Siempre lloro en las bodas.

En los últimos años he tenido la oportunidad de asistir a al menos dos bodas de amigos muy queridos, y no puedo evitar soltar la lagrimita cuando los escucho decir «acepto» y besarse como sello final de esa unión.

No sé si estoy o no en desacuerdo con la institución del matrimonio tradicional, pues creo que, como todo, ha evolucionado hasta lo que conocemos hoy en día. También creo que el matrimonio es un gran paso para quien decide tomarlo y que, sin importar el sexo de las personas que lo contraen, deben tener el derecho a hacerlo porque, al fin y al cabo, ellos son quienes vivirán juntos y los demás no tienen porqué meter su cuchara.

Lo cierto es que yo odié la idea del matrimonio desde pequeña, pues la gente alrededor de mí parecía demostrarme constantemente que el «amor para siempre» no existe.

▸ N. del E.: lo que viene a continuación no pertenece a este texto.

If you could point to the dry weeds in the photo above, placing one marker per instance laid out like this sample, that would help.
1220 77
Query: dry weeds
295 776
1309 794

Nunca fue parte de mis planes y no veía la posibilidad de que algo así pasara conmigo. Cuando entré a la adolescencia y me di cuenta de la hipocresía que había en parejas casadas cercanas a mí, la idea me asqueó un poco más. No podía comprender como dos personas que juraban amarse, respetarse y cuidarse por el resto de su vida, podían comportarse de la manera en que lo veía: infidelidades, violencia, abusos, engaños, y un sinfín de otras cosas igual de repugnantes.

Y entonces admiré el valor de los que aceptaban y cumplían con ese compromiso, de los que luchaban día a día por seguir juntos y que su amor, en vez de marchitarse, creciera. Aunque eran muy pocos.

Todo eso cambió el día que me lo propusieron a mí. Y es que una cosa es verlo en una película y decir «awww», y otra muy distinta que a alguien le tiemble la voz mientras te pide que lo acompañes por el resto de sus vidas. Y es emocionante y aterrador al mismo tiempo. Te imaginas dentro de cinco, diez, cincuenta años, y te das cuenta de que en esas visiones, la otra persona siempre está. En las buenas y en las malas, en las risas y llantos, en los triunfos y tropiezos. Y te das cuenta también de que, aunque podrías hacer todas esas cosas sin esa persona, la presencia de ella haría que fueran mil veces mejor. Que las sonrisas se multiplicarían y en los malos tiempos, sabrías que hay alguien a tu lado que te apoya y te reconforta. Y es cuando te das cuenta de la importancia del matrimonio.

Algo muy menospreciado por la mayoría, porque creen que está pasado de moda, pero la realidad es que el matrimonio ha cambiado al igual que los tiempos, y aunque sigue siendo una decisión importante y que no debe tomarse a la ligera, no es para todos. Porque así como hay miles de millones de personas en el mundo, hay miles de millones de formas de amar y de pensar.

Sólo puedo enorgullecerme de saber que mis amigos son felices hasta ahora y desearles que lo sigan siendo, y soñar con que ellos me deseen lo mismo cuando a mí me llegue el día.

Ojalá ellos también lloren cuando nos escuchen decir «sí acepto».